Top officials said they had been told to restart the off again and on again trade negotiations with EU, which started in 2007. And also to formally start trade talks with Britain now that it was no longer bound by EU trade rules.
India and the EU have a bilateral trade of around $115 billion, of which $ 21 billion is accounted for by Britain. For India, the EU is the largest export market and one where the trade is more or less evenly matched.
However, the problem with the negotiations is that like in the case of the Indo-US trade talks, both sides want too many concessions even as they defend many 'holy cows'.
Duties on automobiles, engineering goods, agriculture, wine and spirits and dairy products that were among the prickly issues in negotiations with the US are expected to remain so with the Europeans and British.
India's demand for freer movement of temporary skilled workers (read software techies and medical personnel) too is a bone of contention between the two sides, as is the opening up of India's strictly controlled banking sector.
Both Britain and the EU want India to scale down its steep duty on imported wines and spirits, which stands at a minimum of 152 per cent.
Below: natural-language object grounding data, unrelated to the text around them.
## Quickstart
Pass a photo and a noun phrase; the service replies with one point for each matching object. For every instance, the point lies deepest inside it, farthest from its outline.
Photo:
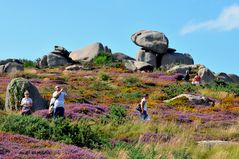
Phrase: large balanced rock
(193, 99)
(58, 57)
(206, 75)
(176, 58)
(147, 56)
(89, 52)
(15, 91)
(151, 40)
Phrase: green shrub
(104, 77)
(181, 154)
(180, 102)
(132, 95)
(177, 89)
(219, 85)
(98, 86)
(103, 59)
(137, 153)
(2, 104)
(131, 81)
(117, 115)
(80, 133)
(26, 125)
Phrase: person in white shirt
(26, 104)
(144, 115)
(59, 96)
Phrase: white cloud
(226, 21)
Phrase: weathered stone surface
(206, 75)
(15, 92)
(59, 50)
(74, 68)
(13, 67)
(151, 40)
(194, 99)
(4, 62)
(223, 76)
(42, 63)
(56, 60)
(1, 68)
(171, 50)
(129, 65)
(121, 56)
(147, 56)
(234, 77)
(87, 53)
(183, 68)
(176, 58)
(143, 66)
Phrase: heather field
(101, 120)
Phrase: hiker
(196, 79)
(143, 114)
(186, 76)
(58, 109)
(26, 104)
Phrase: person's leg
(61, 112)
(55, 112)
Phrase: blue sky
(208, 30)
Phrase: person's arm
(57, 94)
(30, 104)
(142, 105)
(22, 102)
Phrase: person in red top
(196, 79)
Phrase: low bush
(117, 115)
(79, 133)
(177, 89)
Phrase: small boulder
(176, 58)
(206, 75)
(13, 67)
(129, 65)
(87, 53)
(234, 77)
(223, 76)
(147, 56)
(15, 91)
(151, 40)
(121, 56)
(56, 60)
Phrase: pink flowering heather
(76, 111)
(19, 146)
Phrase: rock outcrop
(89, 52)
(58, 57)
(176, 58)
(151, 40)
(154, 49)
(10, 66)
(15, 91)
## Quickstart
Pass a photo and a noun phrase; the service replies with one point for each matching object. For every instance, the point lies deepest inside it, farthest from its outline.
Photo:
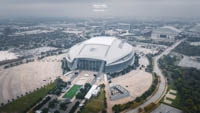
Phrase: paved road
(161, 90)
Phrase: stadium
(101, 54)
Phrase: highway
(162, 90)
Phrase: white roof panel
(108, 49)
(101, 40)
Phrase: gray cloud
(84, 8)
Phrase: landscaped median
(139, 100)
(72, 91)
(26, 102)
(96, 104)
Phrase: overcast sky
(85, 8)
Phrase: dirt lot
(27, 77)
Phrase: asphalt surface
(161, 91)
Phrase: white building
(105, 54)
(168, 32)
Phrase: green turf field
(96, 104)
(70, 94)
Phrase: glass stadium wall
(88, 64)
(118, 67)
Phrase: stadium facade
(101, 54)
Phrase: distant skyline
(113, 8)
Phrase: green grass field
(96, 104)
(25, 102)
(71, 93)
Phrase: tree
(56, 111)
(63, 106)
(45, 110)
(137, 99)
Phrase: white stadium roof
(108, 49)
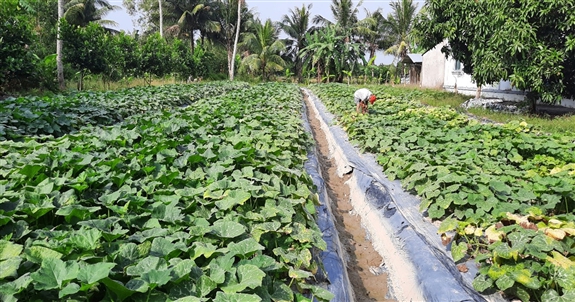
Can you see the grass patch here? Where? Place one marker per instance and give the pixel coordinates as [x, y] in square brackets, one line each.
[560, 124]
[440, 98]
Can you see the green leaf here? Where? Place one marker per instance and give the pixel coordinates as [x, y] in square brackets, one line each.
[449, 224]
[16, 286]
[181, 269]
[92, 273]
[318, 292]
[146, 265]
[157, 277]
[245, 247]
[250, 275]
[500, 187]
[232, 199]
[504, 282]
[30, 170]
[9, 267]
[116, 287]
[53, 272]
[458, 251]
[87, 239]
[264, 262]
[299, 274]
[524, 195]
[137, 285]
[525, 277]
[162, 247]
[202, 249]
[552, 296]
[9, 250]
[228, 229]
[206, 285]
[236, 297]
[281, 292]
[69, 289]
[482, 283]
[217, 273]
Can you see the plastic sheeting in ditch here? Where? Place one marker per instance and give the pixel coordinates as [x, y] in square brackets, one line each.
[334, 275]
[419, 266]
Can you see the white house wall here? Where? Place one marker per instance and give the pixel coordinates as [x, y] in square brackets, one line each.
[433, 68]
[466, 86]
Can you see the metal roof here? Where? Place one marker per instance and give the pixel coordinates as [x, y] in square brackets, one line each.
[413, 58]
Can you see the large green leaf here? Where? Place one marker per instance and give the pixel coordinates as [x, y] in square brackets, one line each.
[92, 273]
[245, 247]
[9, 250]
[9, 267]
[232, 199]
[236, 297]
[53, 273]
[228, 229]
[146, 265]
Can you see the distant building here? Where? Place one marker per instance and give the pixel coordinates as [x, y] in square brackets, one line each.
[413, 63]
[447, 73]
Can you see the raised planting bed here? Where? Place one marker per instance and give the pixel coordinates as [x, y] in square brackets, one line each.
[504, 194]
[204, 203]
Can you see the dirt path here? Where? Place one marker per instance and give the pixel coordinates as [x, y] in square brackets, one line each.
[367, 286]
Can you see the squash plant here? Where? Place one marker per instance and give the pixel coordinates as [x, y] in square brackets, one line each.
[203, 203]
[508, 191]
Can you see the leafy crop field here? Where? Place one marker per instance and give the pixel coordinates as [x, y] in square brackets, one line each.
[62, 114]
[507, 191]
[203, 203]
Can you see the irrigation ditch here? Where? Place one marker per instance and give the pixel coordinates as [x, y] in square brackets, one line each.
[389, 250]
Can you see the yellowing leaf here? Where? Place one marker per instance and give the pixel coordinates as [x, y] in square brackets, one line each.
[570, 231]
[554, 223]
[469, 229]
[478, 232]
[493, 234]
[560, 260]
[517, 218]
[555, 234]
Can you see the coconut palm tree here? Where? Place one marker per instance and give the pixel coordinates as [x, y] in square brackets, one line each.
[263, 50]
[296, 25]
[192, 15]
[82, 12]
[345, 16]
[374, 32]
[400, 22]
[321, 50]
[226, 15]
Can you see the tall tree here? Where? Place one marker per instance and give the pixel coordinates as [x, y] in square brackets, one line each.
[296, 25]
[193, 15]
[531, 43]
[161, 18]
[82, 12]
[400, 22]
[226, 17]
[321, 49]
[344, 14]
[374, 32]
[237, 38]
[263, 48]
[59, 46]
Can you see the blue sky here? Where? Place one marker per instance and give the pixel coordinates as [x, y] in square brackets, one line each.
[275, 9]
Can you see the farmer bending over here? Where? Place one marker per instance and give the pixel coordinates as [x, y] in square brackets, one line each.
[361, 97]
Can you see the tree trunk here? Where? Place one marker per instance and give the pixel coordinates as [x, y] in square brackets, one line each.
[192, 40]
[161, 18]
[59, 64]
[236, 40]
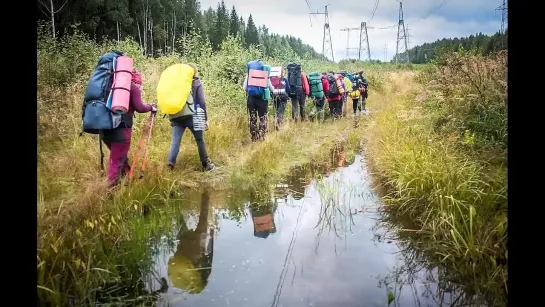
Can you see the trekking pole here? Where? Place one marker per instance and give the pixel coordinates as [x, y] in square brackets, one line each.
[137, 153]
[145, 158]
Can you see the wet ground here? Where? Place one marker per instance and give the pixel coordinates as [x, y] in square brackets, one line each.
[314, 241]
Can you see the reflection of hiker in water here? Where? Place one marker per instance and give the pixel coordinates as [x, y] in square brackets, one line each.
[263, 217]
[297, 183]
[191, 265]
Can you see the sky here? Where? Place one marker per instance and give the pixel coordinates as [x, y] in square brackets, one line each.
[426, 21]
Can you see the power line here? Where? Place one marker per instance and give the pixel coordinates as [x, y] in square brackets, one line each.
[401, 36]
[311, 10]
[374, 10]
[428, 14]
[327, 34]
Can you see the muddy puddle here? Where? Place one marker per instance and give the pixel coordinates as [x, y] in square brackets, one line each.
[314, 240]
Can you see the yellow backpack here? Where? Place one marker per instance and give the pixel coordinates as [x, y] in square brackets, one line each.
[174, 88]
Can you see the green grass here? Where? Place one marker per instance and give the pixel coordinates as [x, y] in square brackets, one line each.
[452, 188]
[446, 176]
[90, 243]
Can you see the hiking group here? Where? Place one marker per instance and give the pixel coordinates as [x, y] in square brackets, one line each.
[114, 93]
[263, 83]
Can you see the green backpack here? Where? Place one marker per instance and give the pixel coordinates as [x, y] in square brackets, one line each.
[316, 88]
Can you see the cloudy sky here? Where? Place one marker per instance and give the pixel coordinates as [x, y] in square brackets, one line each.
[444, 18]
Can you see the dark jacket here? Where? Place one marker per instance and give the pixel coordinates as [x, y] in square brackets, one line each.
[198, 98]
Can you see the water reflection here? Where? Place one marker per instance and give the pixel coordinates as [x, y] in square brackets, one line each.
[190, 266]
[262, 209]
[300, 262]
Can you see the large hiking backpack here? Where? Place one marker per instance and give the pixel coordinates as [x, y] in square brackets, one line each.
[316, 87]
[258, 78]
[279, 87]
[174, 90]
[97, 113]
[266, 91]
[333, 88]
[294, 79]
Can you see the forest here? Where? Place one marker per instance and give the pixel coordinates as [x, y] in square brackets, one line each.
[484, 44]
[158, 25]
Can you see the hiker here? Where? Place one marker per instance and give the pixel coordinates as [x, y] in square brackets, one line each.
[299, 90]
[334, 95]
[256, 102]
[279, 96]
[190, 267]
[355, 95]
[318, 89]
[186, 120]
[118, 140]
[364, 84]
[347, 87]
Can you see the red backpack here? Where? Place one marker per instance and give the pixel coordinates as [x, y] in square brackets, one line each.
[276, 82]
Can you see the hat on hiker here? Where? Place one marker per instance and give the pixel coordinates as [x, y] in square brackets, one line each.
[136, 77]
[194, 66]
However, India's home-grown liquor and winemakers lobby are unwilling to stand down and fear that cheap wine from Spain, France and other European markets could swamp India, forcing the Sulas and Grovers of India to drastically reduce prices.
Compromises have been suggested such as keeping a minimum floor price for imported whiskey and wine, so that only top-end spirits enter the Indian market, leaving the larger bulk market to home-grown distillers and winemakers, while making significant duty cuts, but till date obdurate bureaucracies on both sides have found no solution.
The biggest problem for the Indians as far as the EU is concerned is their unwillingness to budge without a deal on automobiles where they want Indians to open up to importing European vehicles even if it is at a later stage and to import spares and vehicle assembly kits at reduced tariff for the time being. Given the turmoil and layoffs in India's home-grown automobile market, such an agreement would, of course, be politically suicidal for the Government.
"The problem with targeting trade pacts in these days of slowdowns and tariff walls is that neither side is willing to look beyond their own self-interest and the give and take normal in such deals is very difficult to arrive at," pointed out Prof Biswajit Dhar of JNU, former Head, Centre for WTO Studies, Indian Institute of Foreign Trade.